Cultura e barbárie no Terceiro Reich - José Cabrita Saraiva

Cultura e barbárie no Terceiro Reich

José Cabrita Saraiva
jose.c.saraiva@sol.pt

https://sol.sapo.pt/artigo/706956

Quando o Presidente Paul von Hindenburg apontou Hitler como chanceler, a 30 de janeiro de 1933, de imediato o aparelho nazi pôs em marcha um plano para imprimir os seus preceitos e valores em todas as dimensões da vida alemã. «As revoluções nunca se limitaram à esfera puramente política», defenderia Joseph Goebbels, o infame ministro da Propaganda, em novembro desse ano. «Estendem-se a todas as áreas da existência social humana. A economia e a cultura, a academia e as artes, não estão ao abrigo do seu impacto».
Não por acaso, algumas das primeiras medidas postas em prática visaram aquilo a que os nacional-socialistas chamavam ‘bolchevismo cultural’. Por um lado, porque o novo poder acreditava que estas criações transmitiam valores errados ao povo alemão, e assim inquinavam a pureza da alma germânica; por outro lado, porque era aí que se concentravam, além de judeus ou de bolchevistas propriamente ditos, muitos pacifistas, socialistas e figuras independentes, que jamais se identificariam com o novo regime.
Logo em 1933 foi levada a cabo uma «purga enorme dos artistas judeus, abstratos, semiabstratos e de esquerda, aliás, de quase todos os artistas alemães com fama internacional», escreve Richard J. Evans em O Terceiro Reich no Poder, recentemente editado em Portugal pelas Edições 70. Artistas como Oscar Kokoschka, Vassily Kandinsky ou Paul Klee, com as suas distorções e o seu compromisso com a liberdade, eram encarados como uma influência perniciosa para a sociedade.
Hitler e Goebbels tinham as suas próprias conceções acerca da vida cultural e não iam permitir que um grupo de «charlatães» e «incompetentes» – como o Führer chamava aos artistas que não lhe agradavam – comprometessem os seus objetivos. Com um misto de dura repressão e generosos incentivos, foi promovida uma estratégia concertada que atingiu os jornais, a rádio, o cinema, a música e a literatura, as artes plásticas, os museus e galerias.
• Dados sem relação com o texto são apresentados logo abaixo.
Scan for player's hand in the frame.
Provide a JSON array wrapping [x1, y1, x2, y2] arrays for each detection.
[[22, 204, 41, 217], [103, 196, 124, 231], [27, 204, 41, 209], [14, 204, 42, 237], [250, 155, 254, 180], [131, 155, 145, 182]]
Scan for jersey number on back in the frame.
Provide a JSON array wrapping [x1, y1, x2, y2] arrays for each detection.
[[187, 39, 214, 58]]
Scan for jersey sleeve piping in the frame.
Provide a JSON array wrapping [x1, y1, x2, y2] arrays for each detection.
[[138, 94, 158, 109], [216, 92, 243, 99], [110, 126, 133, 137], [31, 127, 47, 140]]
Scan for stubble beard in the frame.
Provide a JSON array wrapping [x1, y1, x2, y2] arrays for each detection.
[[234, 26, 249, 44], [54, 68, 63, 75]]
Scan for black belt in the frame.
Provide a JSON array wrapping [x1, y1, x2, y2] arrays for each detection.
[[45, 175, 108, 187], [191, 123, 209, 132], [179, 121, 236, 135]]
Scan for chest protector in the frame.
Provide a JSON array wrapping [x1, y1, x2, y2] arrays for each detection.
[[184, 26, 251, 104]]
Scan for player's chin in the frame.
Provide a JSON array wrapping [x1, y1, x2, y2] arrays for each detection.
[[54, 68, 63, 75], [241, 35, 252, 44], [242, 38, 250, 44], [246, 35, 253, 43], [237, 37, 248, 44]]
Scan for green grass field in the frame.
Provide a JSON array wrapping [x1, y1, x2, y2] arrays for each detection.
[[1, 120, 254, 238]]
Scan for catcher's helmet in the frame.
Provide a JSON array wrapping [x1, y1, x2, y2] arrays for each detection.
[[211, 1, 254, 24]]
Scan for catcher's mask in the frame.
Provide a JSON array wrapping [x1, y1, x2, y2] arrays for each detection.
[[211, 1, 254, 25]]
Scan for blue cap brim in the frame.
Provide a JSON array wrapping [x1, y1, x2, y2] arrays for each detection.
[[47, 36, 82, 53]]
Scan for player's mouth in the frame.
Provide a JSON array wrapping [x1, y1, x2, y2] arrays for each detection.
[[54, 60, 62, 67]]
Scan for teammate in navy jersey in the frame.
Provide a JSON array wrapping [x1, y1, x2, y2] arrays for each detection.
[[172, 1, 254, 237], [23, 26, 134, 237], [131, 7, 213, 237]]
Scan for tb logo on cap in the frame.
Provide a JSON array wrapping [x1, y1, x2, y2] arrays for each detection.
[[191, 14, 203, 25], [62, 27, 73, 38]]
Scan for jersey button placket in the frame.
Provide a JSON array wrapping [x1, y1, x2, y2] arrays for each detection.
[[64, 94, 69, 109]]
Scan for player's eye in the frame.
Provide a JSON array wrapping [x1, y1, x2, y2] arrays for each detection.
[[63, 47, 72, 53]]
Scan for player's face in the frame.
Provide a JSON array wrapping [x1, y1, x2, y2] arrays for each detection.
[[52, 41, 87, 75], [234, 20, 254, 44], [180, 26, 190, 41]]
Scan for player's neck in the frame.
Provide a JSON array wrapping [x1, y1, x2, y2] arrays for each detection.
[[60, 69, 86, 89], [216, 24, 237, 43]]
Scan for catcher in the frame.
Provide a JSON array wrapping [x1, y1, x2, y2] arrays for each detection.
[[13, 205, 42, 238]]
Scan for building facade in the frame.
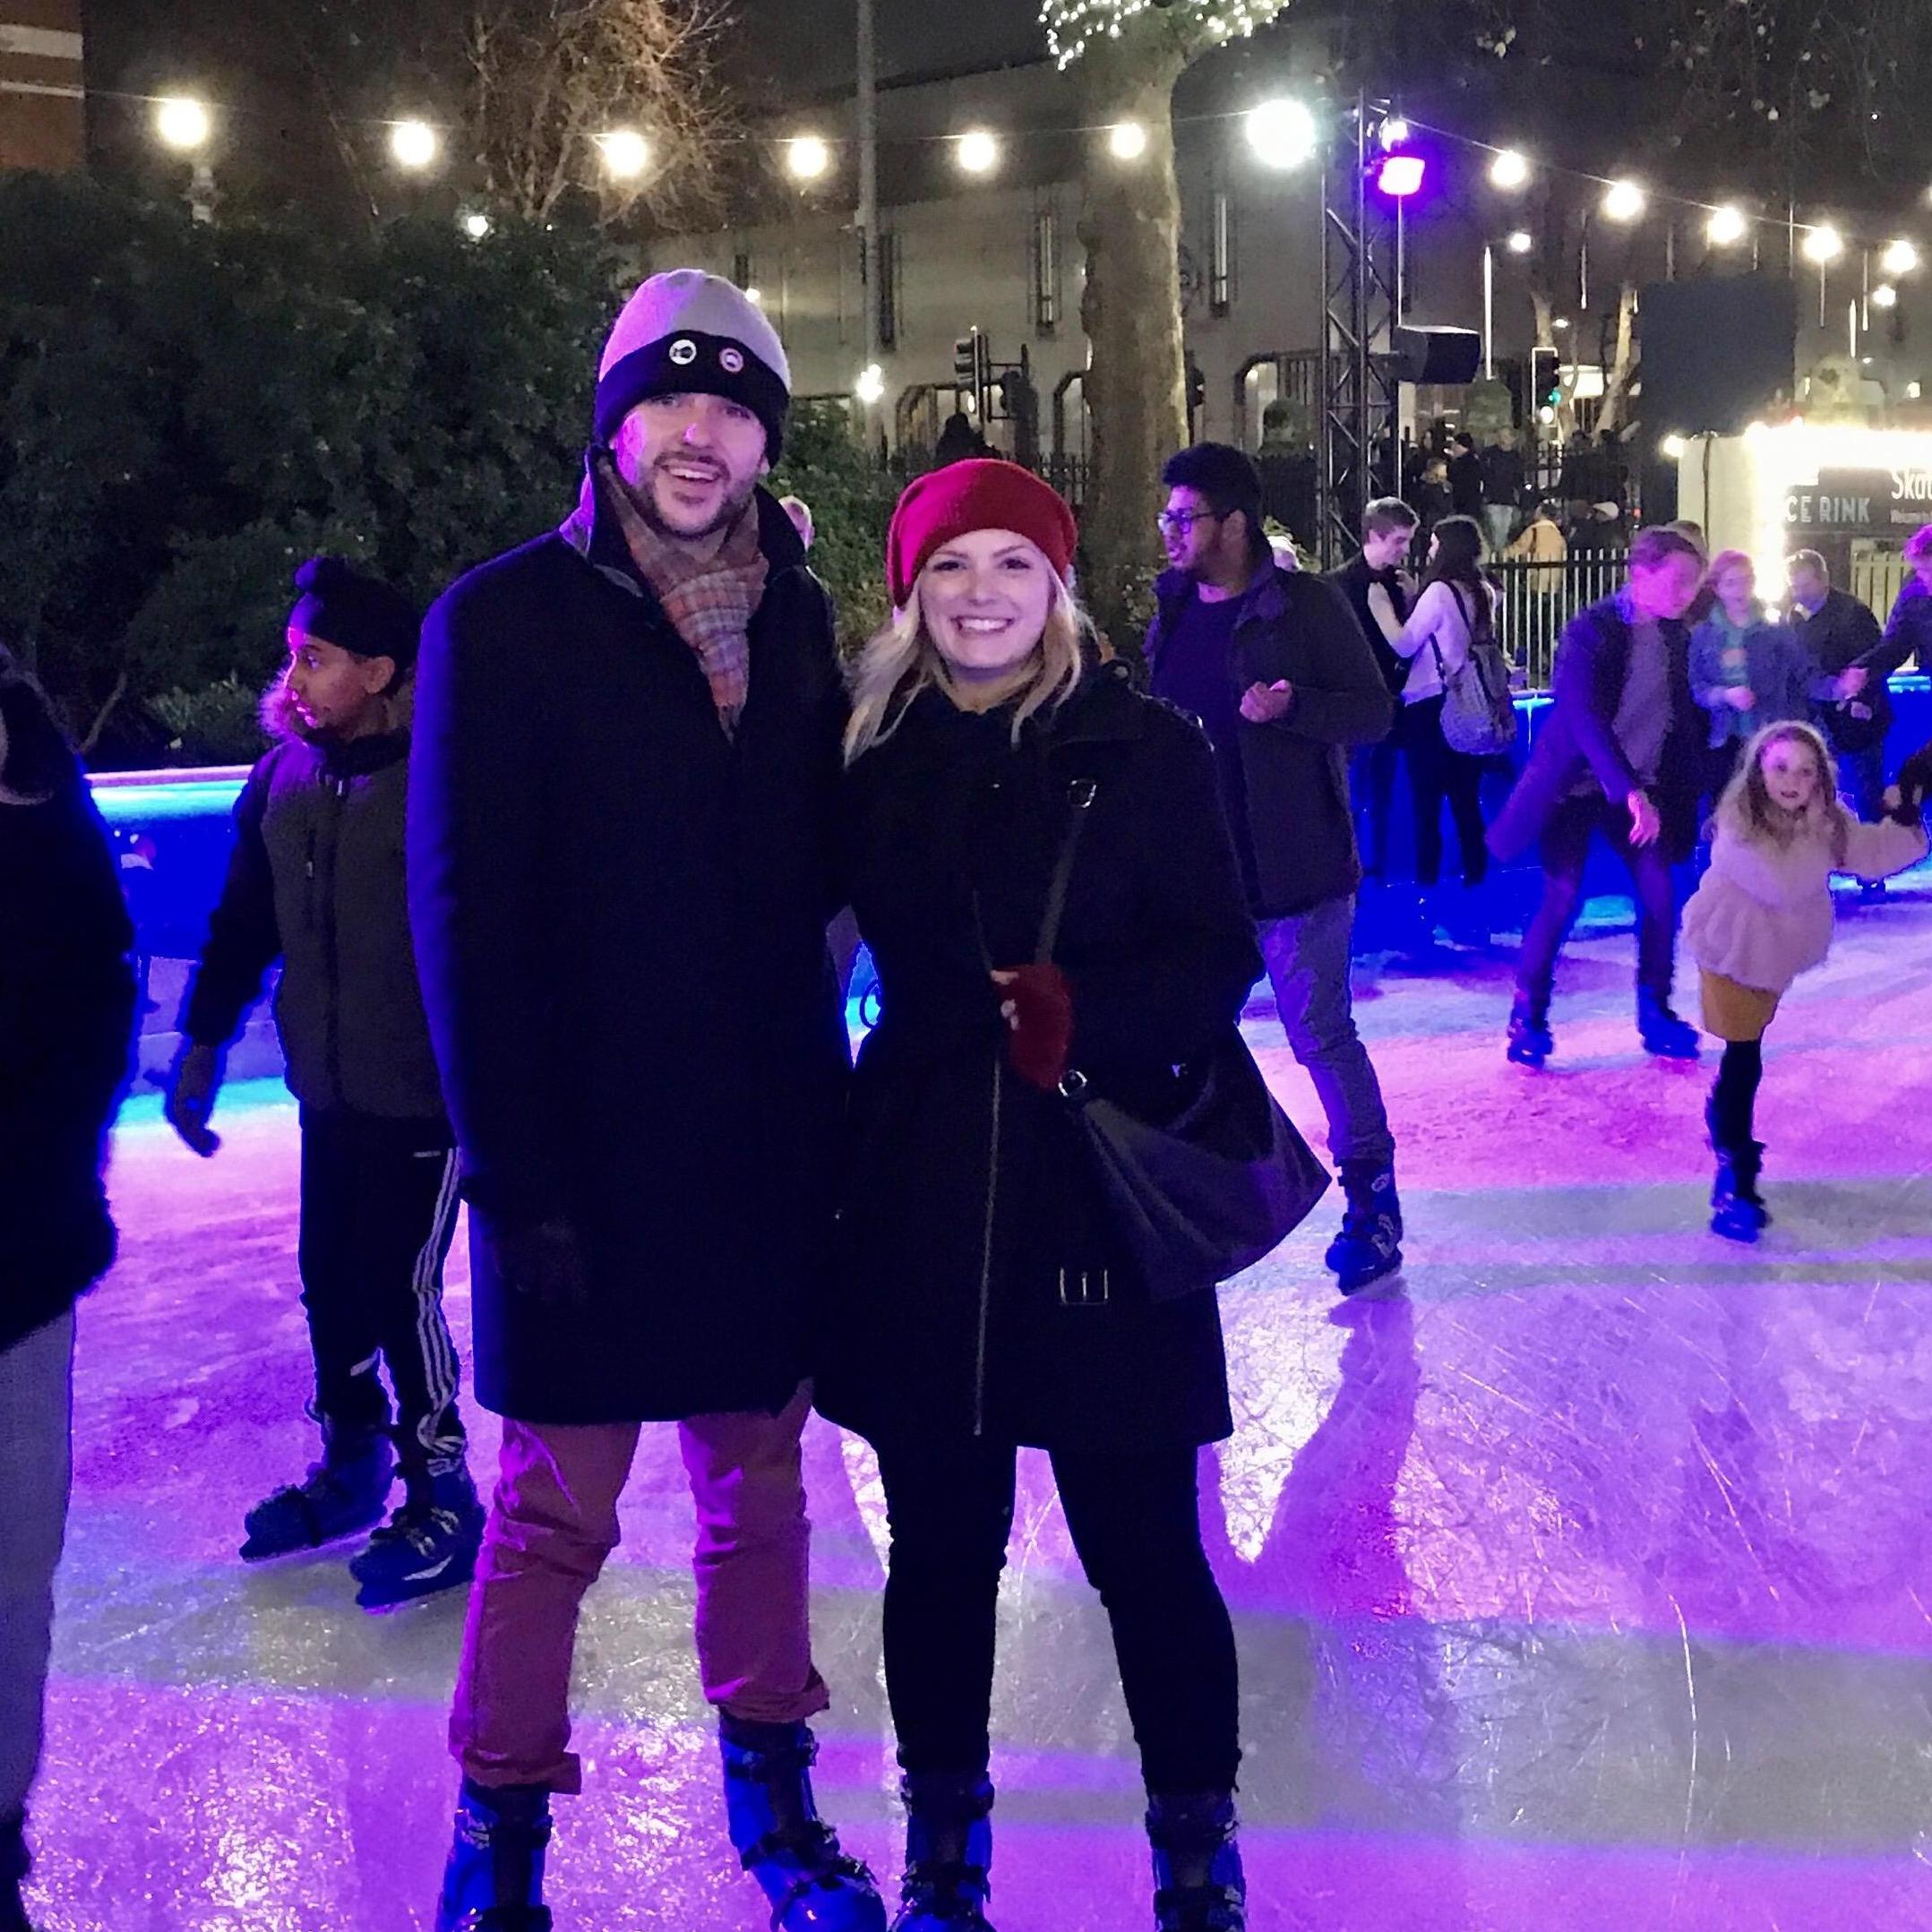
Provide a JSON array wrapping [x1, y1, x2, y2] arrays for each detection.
[[664, 48, 1531, 463], [1, 0, 84, 172]]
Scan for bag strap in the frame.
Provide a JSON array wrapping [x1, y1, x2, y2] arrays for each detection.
[[1035, 777, 1098, 965]]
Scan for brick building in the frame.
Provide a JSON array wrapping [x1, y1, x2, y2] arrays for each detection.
[[1, 0, 84, 172]]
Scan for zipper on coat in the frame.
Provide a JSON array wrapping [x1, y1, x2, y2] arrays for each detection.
[[973, 1050, 1002, 1440], [320, 775, 346, 1109]]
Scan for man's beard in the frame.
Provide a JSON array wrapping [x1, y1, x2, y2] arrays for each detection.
[[623, 459, 757, 544]]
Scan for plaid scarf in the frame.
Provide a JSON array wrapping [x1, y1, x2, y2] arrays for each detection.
[[585, 451, 769, 736]]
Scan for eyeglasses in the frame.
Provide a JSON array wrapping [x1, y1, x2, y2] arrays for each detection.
[[1155, 508, 1227, 537]]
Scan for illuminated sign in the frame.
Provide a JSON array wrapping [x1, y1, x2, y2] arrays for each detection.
[[1786, 468, 1932, 535]]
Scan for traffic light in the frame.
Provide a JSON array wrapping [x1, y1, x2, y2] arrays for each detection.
[[1532, 347, 1559, 408], [954, 333, 979, 386]]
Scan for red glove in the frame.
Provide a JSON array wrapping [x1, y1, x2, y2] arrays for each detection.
[[991, 965, 1074, 1092]]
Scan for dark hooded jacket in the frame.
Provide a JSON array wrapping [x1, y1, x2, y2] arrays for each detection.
[[1146, 560, 1394, 919], [408, 478, 849, 1425], [2, 773, 134, 1351], [183, 683, 445, 1121]]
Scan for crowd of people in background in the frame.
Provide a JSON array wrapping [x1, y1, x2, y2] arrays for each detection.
[[7, 266, 1932, 1932]]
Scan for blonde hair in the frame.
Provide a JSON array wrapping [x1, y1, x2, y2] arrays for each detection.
[[843, 567, 1091, 764], [1715, 720, 1850, 861]]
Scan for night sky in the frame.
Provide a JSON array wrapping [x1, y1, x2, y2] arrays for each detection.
[[79, 0, 1055, 199]]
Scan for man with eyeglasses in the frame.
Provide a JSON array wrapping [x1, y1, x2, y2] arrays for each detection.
[[1146, 443, 1404, 1297]]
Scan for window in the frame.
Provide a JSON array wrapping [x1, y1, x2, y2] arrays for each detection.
[[1209, 190, 1232, 317], [1032, 207, 1060, 335], [877, 230, 899, 349]]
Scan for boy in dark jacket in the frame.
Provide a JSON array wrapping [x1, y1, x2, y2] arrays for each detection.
[[0, 649, 135, 1932], [1328, 496, 1419, 880], [166, 560, 480, 1610], [1147, 442, 1403, 1294]]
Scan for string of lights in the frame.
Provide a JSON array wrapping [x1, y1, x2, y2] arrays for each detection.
[[1041, 0, 1284, 71], [122, 68, 1930, 274]]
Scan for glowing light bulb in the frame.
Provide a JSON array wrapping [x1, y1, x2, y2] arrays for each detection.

Na segunda parte – ‘A Mobilização do Espírito’ – deste segundo volume da sua trilogia, hoje considerada a grande obra de referência sobre o nazismo, Evans faz uma síntese magistral da vida cultural e espiritual na Alemanha no tempo de Hitler.
‘Uma guerra de limpeza implacável’
A dimensão estética do movimento nazi foi notória desde o início, com a sua aposta em símbolos impactantes, como a suástica, e os seus impressionantes desfiles noturnos à luz dos archotes. Com a chegada ao poder, esse aspeto acentuou-se e foi afinado. Heinrich Himmler, por exemplo, quando tinha sob a sua alçada toda a Polícia alemã, definiu ao pormenor como deviam ser as fardas dos guardas.
Hitler tinha especiais pretensões a esse nível. Afinal, ele próprio se dedicara à pintura durante a juventude – e há mesmo quem o veja como um artista frustrado, o que não andará longe da verdade. Depois de lhe ser recusado o ingresso na Academia de Belas Artes de Viena, sobreviveu, no limiar da miséria, como pintor de postais e de pequenos quadros de paisagens naturais ou edifícios antigos, que, embora não convençam os críticos, revelam alguém não completamente destituído de dotes.
Não será abusivo supor que o fracasso como artista lhe suscitou um inultrapassável ressentimento contra esta classe. Logo no famoso discurso do Grande Comício de Nuremberga, em setembro de 1933, «Hitler proclama que era chegada a altura de uma nova arte, de uma arte alemã», nota Richard J. Evans. Infelizmente, ao contrário da maioria dos políticos, Hitler cumpriu muitas das suas promessas, e tinha ao seu serviço uma máquina terrivelmente eficaz para as levar a cabo.
A célebre exposição de ‘arte degenerada’ (‘Entartete Kunst’), que abriu portas a 19 de julho de 1937 em Munique, foi o culminar de um processo de perseguição e difamação da arte moderna que conhecera muitos episódios anteriores. Diretores de museus e de galerias afetos ao partido nazi já haviam organizado mostras semelhantes, mas de menor dimensão e mediatismo, com títulos agressivos como ‘Câmara dos Horrores Artísticos’ ou ‘Espelhos da Decadência na Arte’.
Em Munique, as cerca de 650 obras confiscadas para o efeito foram selecionadas por diferentes motivos: umas por serem «borrões» mal executados; outras por terem sido criadas por artistas judeus; outras sob a acusação de serem pornográficas; outras ainda por atentarem contra Deus. Mas, no fundo, talvez o que mais incomodasse os responsáveis nazis fosse a forma como os artistas se estavam nas tintas para a tradição, desrespeitavam as convenções e desafiavam a autoridade. Por outras palavras, jogavam pelas suas próprias regras.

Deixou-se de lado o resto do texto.